How to get rid of the “You Look Fat B****”
Make health a priority, and don’t feel bad about it
This “B****” makes women feel guilty about taking time for themselves, even if it’s for their own health, putting them in a no-win position. A real-life example: If you don’t work out, “The B****” says you look flabby. If you do work out, she says you are being selfish and “should” be doing other things. Be aware of this lose-lose position whenever you start to feel bad about exercising (or not exercising).
Focus on the things that you like about yourself when you look in the mirror—giving yourself a smile and a compliment. It also means not letting “The B****” berate you when you fall off your diet, but making a plan to avoid temptations in the future.
Take a day off
Went a little overboard on Brie during your healthy eating plan? Why not just say to yourself, “I had a bad day” instead of “I’m weak and fat and bad and bloated.” Weight-loss programs that don’t allow for occasional treats or “falling off the wagon” are unrealistic.

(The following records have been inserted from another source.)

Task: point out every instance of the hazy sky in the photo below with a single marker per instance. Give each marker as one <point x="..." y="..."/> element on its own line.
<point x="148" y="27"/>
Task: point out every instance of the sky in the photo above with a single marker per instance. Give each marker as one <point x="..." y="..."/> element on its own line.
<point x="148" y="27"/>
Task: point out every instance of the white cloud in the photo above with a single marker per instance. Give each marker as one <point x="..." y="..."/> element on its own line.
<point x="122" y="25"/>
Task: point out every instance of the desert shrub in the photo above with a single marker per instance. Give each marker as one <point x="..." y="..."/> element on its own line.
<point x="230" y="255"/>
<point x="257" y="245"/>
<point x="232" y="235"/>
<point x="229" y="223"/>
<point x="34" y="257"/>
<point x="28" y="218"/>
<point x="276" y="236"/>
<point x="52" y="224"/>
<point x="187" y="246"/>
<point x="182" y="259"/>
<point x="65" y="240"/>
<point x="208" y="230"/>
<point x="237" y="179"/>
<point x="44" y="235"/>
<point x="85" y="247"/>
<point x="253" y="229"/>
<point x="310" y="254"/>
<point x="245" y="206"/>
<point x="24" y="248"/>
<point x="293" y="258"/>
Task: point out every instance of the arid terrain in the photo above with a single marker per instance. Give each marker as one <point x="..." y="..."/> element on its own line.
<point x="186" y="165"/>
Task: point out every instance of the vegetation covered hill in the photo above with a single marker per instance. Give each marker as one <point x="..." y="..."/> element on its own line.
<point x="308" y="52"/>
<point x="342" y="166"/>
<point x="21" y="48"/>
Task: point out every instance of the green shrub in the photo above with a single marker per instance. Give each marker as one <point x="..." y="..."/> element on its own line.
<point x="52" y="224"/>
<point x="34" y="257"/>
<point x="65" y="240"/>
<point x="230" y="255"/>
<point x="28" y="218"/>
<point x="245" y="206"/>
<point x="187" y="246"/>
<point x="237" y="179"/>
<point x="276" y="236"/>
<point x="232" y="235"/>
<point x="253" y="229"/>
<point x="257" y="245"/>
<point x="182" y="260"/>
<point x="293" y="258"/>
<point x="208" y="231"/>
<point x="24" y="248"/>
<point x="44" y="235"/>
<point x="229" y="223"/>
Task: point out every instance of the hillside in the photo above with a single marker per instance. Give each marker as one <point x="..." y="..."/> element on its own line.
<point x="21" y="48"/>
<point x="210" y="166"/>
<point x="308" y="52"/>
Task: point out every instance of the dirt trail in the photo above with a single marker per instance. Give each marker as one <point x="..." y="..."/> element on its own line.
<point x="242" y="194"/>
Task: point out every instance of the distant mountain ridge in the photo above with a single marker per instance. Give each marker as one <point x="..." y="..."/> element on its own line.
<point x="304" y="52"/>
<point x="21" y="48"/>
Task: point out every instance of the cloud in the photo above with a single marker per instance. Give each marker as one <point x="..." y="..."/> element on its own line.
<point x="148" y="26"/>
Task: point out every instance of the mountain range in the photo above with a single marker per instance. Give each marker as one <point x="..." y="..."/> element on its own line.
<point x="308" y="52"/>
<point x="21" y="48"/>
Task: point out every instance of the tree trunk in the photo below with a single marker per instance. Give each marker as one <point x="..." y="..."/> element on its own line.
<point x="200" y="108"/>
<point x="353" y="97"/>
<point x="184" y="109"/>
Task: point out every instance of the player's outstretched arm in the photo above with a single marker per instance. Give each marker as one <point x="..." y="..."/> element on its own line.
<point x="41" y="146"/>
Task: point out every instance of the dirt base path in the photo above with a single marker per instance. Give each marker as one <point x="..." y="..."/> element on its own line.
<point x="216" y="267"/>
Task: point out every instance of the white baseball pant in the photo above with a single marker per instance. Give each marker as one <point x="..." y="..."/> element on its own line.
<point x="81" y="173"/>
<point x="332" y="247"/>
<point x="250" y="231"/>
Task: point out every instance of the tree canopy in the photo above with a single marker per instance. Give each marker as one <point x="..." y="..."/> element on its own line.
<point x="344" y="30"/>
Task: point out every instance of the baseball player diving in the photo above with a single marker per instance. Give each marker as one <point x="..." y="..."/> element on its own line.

Related: 19 Natural Remedies for Anxiety
How to get rid of “The Work B****”
Take credit for your success, and don’t be afraid to ask for more
“The B****” in the workplace repeatedly holds us back, convincing us to accept less than we deserve out of fear. Self-esteem and self-confidence are built by absorbing compliments and believing them, not by attributing success to luck.

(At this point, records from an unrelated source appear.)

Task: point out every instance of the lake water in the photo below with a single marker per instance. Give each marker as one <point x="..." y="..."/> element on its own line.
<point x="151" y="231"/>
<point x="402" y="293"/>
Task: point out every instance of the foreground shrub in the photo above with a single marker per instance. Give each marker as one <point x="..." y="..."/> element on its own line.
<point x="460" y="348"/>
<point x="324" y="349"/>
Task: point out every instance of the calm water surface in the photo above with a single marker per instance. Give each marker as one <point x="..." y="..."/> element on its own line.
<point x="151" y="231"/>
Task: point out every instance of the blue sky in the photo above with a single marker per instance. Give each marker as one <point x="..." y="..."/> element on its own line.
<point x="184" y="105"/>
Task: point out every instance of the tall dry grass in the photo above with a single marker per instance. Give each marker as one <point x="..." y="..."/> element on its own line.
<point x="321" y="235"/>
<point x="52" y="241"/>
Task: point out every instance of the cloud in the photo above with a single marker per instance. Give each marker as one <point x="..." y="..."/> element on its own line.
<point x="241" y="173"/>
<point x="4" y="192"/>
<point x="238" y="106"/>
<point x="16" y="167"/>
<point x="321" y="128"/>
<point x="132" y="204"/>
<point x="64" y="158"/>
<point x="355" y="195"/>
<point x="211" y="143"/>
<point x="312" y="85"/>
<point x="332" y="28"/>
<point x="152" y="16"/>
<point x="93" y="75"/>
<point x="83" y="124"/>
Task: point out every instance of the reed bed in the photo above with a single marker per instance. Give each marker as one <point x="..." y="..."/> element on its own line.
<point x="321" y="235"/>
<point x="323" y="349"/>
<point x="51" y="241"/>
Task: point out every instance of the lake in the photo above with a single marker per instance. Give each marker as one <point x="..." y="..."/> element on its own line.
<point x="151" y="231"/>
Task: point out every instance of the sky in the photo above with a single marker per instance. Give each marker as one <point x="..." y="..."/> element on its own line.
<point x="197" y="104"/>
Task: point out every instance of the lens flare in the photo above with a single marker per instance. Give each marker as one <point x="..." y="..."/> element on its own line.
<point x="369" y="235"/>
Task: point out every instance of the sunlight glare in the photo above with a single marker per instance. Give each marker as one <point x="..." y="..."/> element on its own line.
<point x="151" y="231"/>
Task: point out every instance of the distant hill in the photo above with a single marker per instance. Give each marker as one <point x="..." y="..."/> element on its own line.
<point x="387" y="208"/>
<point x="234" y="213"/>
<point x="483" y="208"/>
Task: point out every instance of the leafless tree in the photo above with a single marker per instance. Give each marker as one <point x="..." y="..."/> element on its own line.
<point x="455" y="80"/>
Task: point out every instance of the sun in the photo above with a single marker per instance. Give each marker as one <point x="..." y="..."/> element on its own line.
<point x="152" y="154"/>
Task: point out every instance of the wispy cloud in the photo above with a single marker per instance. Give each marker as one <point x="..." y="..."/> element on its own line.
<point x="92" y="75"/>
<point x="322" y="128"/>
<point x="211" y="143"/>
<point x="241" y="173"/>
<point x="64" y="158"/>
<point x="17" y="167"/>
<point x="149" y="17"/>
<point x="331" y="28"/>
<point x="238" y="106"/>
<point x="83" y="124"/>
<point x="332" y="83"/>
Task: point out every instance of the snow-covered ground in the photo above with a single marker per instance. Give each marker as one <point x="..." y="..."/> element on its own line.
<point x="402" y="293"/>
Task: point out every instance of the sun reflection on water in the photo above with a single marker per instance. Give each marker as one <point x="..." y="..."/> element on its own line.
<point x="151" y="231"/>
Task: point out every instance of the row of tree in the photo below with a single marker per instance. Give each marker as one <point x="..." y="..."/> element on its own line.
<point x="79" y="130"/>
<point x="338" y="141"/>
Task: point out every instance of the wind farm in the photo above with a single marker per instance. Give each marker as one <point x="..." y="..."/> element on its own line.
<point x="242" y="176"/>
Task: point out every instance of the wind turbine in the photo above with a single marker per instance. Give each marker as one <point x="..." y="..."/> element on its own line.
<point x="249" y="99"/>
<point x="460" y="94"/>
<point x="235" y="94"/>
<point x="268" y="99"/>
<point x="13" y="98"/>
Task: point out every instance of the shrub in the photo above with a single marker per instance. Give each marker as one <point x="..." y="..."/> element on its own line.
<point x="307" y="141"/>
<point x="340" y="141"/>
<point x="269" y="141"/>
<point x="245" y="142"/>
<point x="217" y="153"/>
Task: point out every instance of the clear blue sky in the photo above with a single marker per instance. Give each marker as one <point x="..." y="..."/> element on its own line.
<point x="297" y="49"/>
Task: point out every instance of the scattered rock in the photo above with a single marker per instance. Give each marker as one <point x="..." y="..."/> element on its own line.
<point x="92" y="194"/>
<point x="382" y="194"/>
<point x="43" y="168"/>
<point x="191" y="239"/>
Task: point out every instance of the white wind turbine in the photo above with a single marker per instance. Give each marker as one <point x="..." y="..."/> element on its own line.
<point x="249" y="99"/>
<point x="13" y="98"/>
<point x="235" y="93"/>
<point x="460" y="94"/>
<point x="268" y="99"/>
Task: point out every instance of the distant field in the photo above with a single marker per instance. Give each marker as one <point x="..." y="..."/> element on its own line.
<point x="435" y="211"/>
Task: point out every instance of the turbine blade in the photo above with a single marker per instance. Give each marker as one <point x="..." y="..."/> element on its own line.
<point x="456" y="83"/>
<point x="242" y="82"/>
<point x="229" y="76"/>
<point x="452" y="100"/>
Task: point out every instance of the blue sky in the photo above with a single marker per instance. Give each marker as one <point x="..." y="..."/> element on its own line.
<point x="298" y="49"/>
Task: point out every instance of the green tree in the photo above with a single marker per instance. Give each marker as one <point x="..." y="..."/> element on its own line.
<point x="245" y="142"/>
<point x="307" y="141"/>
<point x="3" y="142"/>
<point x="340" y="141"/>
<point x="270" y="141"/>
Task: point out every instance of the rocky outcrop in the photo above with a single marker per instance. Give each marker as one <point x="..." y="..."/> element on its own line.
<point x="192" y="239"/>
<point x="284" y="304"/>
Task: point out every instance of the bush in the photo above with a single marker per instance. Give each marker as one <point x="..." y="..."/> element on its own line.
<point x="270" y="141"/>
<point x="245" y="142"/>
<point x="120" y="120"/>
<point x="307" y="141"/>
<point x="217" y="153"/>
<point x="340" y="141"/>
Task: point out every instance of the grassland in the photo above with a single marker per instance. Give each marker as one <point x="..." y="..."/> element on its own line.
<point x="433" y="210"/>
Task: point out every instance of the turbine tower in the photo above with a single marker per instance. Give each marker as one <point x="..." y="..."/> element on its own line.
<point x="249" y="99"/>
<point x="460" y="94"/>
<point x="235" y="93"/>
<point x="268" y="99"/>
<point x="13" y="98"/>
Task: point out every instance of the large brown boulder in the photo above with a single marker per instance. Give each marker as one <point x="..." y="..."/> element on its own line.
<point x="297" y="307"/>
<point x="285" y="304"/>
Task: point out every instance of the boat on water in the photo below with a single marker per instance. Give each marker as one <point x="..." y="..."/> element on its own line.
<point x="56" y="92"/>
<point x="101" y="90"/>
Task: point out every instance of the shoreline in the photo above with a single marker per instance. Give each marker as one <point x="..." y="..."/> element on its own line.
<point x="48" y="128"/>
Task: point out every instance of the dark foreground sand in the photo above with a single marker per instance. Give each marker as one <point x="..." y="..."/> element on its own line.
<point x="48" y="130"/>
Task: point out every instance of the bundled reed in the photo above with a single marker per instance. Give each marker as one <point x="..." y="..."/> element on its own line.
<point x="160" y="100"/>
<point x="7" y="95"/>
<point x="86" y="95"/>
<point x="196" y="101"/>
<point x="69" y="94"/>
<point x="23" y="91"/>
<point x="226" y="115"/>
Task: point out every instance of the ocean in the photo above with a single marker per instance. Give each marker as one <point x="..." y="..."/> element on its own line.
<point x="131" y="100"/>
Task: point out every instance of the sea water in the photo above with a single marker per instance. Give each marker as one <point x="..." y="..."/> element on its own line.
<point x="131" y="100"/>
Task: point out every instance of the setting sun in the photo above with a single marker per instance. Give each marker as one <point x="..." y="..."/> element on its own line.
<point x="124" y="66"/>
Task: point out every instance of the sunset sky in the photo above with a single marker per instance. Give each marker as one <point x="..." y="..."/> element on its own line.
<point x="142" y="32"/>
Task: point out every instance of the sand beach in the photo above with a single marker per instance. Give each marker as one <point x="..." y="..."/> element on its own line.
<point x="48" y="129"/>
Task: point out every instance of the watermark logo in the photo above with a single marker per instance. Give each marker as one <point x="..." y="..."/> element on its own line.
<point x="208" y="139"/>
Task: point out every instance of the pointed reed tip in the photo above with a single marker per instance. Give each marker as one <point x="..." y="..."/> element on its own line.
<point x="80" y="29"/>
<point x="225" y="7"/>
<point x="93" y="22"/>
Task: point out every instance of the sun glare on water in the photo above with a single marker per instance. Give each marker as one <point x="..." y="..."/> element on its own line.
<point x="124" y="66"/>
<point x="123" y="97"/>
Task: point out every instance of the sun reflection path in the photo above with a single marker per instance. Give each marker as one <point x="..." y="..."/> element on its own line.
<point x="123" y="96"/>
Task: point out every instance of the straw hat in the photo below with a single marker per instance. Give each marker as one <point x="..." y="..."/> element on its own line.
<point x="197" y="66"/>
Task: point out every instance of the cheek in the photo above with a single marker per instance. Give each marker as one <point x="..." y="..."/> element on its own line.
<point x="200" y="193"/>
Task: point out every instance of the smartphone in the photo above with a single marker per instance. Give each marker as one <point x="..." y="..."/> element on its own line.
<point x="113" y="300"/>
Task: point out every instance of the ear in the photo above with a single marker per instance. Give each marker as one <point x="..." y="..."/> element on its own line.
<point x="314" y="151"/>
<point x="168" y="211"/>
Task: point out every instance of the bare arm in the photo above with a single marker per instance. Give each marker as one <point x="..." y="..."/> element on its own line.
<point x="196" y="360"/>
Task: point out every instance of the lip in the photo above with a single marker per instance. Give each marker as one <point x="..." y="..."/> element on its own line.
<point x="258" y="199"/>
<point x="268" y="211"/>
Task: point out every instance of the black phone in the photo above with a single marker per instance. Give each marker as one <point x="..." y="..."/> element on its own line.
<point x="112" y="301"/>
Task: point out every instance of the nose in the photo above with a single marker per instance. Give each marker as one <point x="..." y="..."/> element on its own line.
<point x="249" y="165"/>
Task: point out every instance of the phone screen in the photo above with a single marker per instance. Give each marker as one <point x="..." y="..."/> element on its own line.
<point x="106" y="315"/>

If work isn’t making you happy, change it
No matter what your field or level, if you have to force yourself to get out of bed each morning to go to work, something is very wrong. Don’t let her tell you everyone hates their job. That simply isn’t true.
Break the stress habit
Constantly checking your phone and working extremely long hours is unpleasant and exhausting, but it becomes a habit that’s hard to break. People literally get addicted to the adrenaline rush, the stress, and the feeling they are needed and important. Real life begins to seem dull by comparison until the habit is tamed or broken. If you can’t give yourself a free hour with your family or friends without checking messages, something is very wrong, no matter what “The B****” says. Schedule forty-five minutes with your phone off, and then check it for fifteen minutes—and turn it off again.
How to get rid of “The Blame B****”
Stop wallowing in guilt
Even when you’ve made a mistake, torturing yourself with endless thoughts like, “You’re a terrible person!” or “You don’t deserve to be forgiven!” is merely self-indulgent. If you are really sorry about something you did, find a way to make an apology. If that apology would do more damage than good, find a way to clear your conscience without inflicting pain on another person.

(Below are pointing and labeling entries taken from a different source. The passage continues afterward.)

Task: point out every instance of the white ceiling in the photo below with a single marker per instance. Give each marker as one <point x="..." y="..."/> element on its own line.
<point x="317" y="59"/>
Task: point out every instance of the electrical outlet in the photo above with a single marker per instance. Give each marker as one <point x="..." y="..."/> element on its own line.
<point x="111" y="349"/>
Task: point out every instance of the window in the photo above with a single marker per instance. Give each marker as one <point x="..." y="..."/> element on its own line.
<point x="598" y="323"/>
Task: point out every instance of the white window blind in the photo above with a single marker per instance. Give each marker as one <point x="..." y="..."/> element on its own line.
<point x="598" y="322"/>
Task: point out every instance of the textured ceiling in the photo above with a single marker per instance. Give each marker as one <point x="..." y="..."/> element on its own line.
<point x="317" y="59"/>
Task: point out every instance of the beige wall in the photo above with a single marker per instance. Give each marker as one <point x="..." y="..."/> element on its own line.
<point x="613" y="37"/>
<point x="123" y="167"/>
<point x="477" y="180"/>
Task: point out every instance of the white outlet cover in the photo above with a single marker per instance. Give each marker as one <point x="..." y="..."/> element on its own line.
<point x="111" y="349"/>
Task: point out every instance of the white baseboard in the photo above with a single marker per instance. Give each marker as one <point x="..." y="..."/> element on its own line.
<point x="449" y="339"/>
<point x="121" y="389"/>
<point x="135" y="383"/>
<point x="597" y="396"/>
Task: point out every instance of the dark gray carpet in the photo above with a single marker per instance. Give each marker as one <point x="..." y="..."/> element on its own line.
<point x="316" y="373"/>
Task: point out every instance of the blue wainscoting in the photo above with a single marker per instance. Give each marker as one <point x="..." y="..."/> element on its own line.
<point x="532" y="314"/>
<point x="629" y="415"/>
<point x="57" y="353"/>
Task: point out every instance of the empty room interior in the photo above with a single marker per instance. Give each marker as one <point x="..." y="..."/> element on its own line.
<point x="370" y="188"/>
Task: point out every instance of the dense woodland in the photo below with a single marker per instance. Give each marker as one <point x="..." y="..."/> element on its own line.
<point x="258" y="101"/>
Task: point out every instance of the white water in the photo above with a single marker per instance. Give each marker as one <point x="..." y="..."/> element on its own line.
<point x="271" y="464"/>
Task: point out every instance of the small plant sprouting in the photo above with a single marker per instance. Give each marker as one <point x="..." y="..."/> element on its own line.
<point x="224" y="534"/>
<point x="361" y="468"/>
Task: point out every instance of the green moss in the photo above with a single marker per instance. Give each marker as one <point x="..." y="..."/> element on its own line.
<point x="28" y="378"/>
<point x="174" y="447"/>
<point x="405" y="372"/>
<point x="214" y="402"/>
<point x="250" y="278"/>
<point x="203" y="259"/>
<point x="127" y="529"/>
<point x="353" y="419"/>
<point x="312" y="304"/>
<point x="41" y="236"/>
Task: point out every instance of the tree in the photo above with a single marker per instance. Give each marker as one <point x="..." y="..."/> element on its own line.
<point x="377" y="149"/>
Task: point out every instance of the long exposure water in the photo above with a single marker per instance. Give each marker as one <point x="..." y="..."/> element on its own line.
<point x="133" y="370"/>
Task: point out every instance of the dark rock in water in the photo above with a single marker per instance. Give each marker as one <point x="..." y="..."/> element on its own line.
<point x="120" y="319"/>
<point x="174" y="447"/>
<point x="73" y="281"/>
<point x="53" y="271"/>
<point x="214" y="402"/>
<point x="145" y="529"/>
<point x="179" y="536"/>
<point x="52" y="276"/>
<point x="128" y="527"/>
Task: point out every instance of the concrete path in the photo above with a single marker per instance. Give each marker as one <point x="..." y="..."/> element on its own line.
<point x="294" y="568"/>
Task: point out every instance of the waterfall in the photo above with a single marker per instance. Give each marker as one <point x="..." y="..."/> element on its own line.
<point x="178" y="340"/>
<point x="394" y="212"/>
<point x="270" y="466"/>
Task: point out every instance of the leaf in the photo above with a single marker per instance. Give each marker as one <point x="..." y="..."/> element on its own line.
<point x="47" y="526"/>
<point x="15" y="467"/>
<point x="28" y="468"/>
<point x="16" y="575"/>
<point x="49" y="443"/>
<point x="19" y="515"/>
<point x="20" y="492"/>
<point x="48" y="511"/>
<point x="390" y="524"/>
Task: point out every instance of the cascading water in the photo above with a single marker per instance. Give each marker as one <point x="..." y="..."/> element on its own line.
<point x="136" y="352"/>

If “The B****” is whispering, “They’re making a big deal about nothing” you’re probably in denial. And denial usually makes the problem bigger. Often an honest apology can help heal the wounds you’ve created, no matter what they are. You might not be forgiven, but at least you have tried to take ownership of the problem and make amends.
Regain your pride
If you want to be proud of yourself, do something that makes you proud. That can start with admitting your mistakes and making amends to the person you hurt—including yourself. Learn from your mistakes and live a life that gives you healthy pleasure and pride. And don’t ever let “The B****” say you don’t deserve that.